Emily se vio demasiado afectada por estas consideraciones sobre la memoria de su padre para corresponder como merecía.
Madame Montoni fue a decir algo, pero Emily abandonó la habitación y se retiró a su cuarto, donde los pocos ánimos que había logrado últimamente cedieron al dolor y a la vejación, sumiéndola en lágrimas. Desde todos los puntos de vista en que podía considerar su situación, sólo derivaban nuevos pesares. Al descubrimiento de desvelar la indignidad de Montoni tenía que añadir ahora el de la cruel vanidad de su tía, a cuya satisfacción quería sacrificarla; el de la astucia con la que había meditado el sacrificio, pisoteando su ternura o insultando a su víctima, y la espantosa envidia que no tenía escrúpulos en atacar el carácter de su padre, que no cabía esperar que fuera diferente del suyo.

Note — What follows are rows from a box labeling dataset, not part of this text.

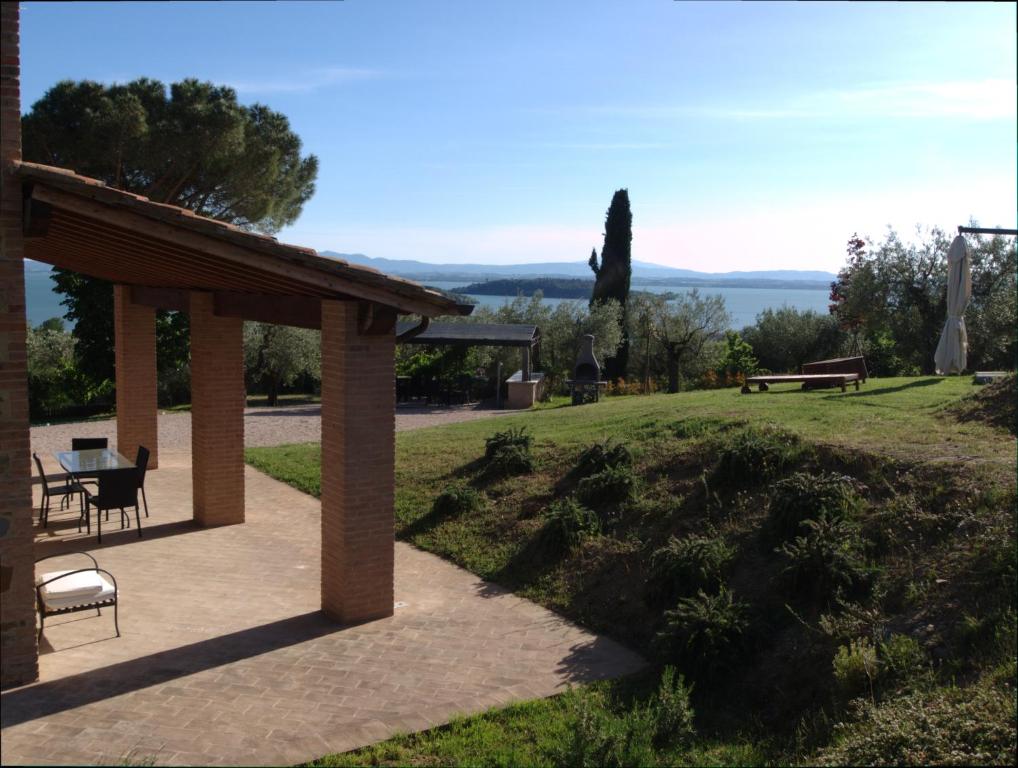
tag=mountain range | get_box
[320,251,836,285]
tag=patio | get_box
[0,450,643,765]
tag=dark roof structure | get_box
[15,162,469,317]
[396,322,541,347]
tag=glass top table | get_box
[54,448,134,476]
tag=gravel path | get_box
[32,403,512,471]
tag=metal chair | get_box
[134,445,149,517]
[32,453,87,528]
[77,467,142,544]
[36,552,120,640]
[70,437,110,450]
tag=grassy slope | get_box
[248,379,1014,763]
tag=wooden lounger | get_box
[742,374,860,394]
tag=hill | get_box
[321,251,836,287]
[248,377,1016,765]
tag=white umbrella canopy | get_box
[934,234,972,376]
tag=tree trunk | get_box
[668,346,679,394]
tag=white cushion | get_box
[36,570,116,608]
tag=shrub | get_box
[768,472,862,541]
[834,638,879,701]
[576,464,636,508]
[654,587,746,677]
[649,666,696,748]
[775,514,869,600]
[810,682,1018,765]
[544,498,601,549]
[552,689,657,767]
[432,485,485,517]
[715,429,802,485]
[878,635,926,689]
[569,438,633,478]
[485,445,533,478]
[485,427,533,461]
[651,535,735,601]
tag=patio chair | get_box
[32,453,86,528]
[36,552,120,640]
[134,445,149,517]
[70,437,110,450]
[77,467,142,544]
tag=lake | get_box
[428,280,830,330]
[24,267,829,329]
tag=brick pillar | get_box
[190,291,243,525]
[0,2,39,688]
[113,285,159,470]
[322,300,396,623]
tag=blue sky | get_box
[21,0,1018,271]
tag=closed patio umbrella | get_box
[934,234,972,375]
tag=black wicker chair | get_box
[77,467,142,544]
[36,552,120,640]
[32,453,86,528]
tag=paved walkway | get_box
[32,403,513,458]
[0,451,643,765]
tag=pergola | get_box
[0,3,464,687]
[396,322,541,381]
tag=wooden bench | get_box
[742,374,859,394]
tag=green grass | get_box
[247,378,1015,765]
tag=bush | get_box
[432,485,485,517]
[485,427,533,461]
[654,587,746,677]
[649,666,696,749]
[834,638,879,702]
[544,498,601,550]
[768,472,862,541]
[569,438,633,478]
[576,464,636,508]
[810,682,1018,765]
[485,445,533,478]
[651,535,735,601]
[775,514,869,601]
[715,429,802,485]
[552,689,657,768]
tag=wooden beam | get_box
[31,183,443,317]
[21,198,53,237]
[214,290,322,330]
[130,285,190,312]
[357,301,396,336]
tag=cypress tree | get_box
[589,189,633,381]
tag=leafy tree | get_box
[244,323,322,405]
[832,228,1018,375]
[630,288,729,392]
[588,189,633,381]
[21,78,318,395]
[742,307,847,373]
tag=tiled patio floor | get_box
[0,453,643,765]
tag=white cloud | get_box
[225,67,382,94]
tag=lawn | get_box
[247,377,1015,764]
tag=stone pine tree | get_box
[21,78,318,395]
[588,189,633,381]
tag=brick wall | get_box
[322,300,396,623]
[190,291,245,526]
[113,285,159,470]
[0,2,39,688]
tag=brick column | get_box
[0,2,39,688]
[190,291,243,525]
[322,300,396,623]
[113,285,159,470]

Durante los pocos días que pasaron entre esta conversación y la marcha a Miarenti, Montoni no se dirigió a Emily ni una sola vez. Su mirada reflejaba suficientemente su resentimiento; pero el hecho de que no volviera a mencionar el asunto la sorprendió, no menos que durante tres días el conde Morano no visitara a Montoni ni éste pronunciara su nombre. Por su mente pasaron varias conjeturas. En ocasiones, temió que la disputa entre ellos hubiera revivido y que hubiera terminado fatalmente para el conde. Otras, se inclinaba a la esperanza, pensando que el disgusto por su firme rechazo le había inducido a renunciar. Por último, sospechó que recurriría a una estratagema y que convino con Montoni en suspender las visitas y en la no mención de su nombre, con la esperanza de que gratitud y generosidad la decidieran a dar su consentimiento, ya que no podía esperarlo por amor.
i Así pasó el tiempo en conjeturas vanas y en alternativas de esperanza y temor, hasta que llegó el día en que Montoni se preparó para salir a Miarenti, en el que, al igual que los anteriores, no trajo al conde ni lo mencionó.
Montoni había decidido no salir de Venecia hasta por la tarde para evitar los calores y aprovechar las brisas frescas de la noche. Se embarcaron una hora antes de la puesta del sol en barcaza hacia el Brenta. Emily se sentó sola cerca de la popa del barco, y, según avanzaba lentamente contempló la alegre y bulliciosa ciudad que se perdía de vista, hasta que los palacios parecieron hundirse en las olas lejanas, mientras las afiladas torres y cúpulas, iluminadas por los últimos rayos del sol, aparecían en el horizonte como esas nubes vistas desde lejos, en climas más al norte, que con frecuencia asoman por el oeste iluminadas por las últimas luces de la tarde del verano. Poco después incluso esas sombras desaparecieron de su vista, pero siguió contemplando el vasto escenario del cielo sin nubes y de las aguas poderosas, y escuchando el grato sonido de los remos en el agua, mientras sus ojos se extendían por el Adriático, hacia las playas opuestas que estaban, sin embargo, más allá del alcance de su mirada, y pensó en Grecia y miles de recuerdos clásicos recorrieron su mente. Experimentó el lujo que se siente al ver las escenas de la historia antigua y al compararlas con el estado presente de silencio y soledad de lo que estuvo lleno de grandeza y animación. Las escenas de la
Ilíada
se presentaron en su fantasía con brillantes colores, escenarios visitados en otro tiempo por los héroes, ahora solitarios y en ruinas, pero que seguían brillando, en la estela del poeta con todo su joven esplendor.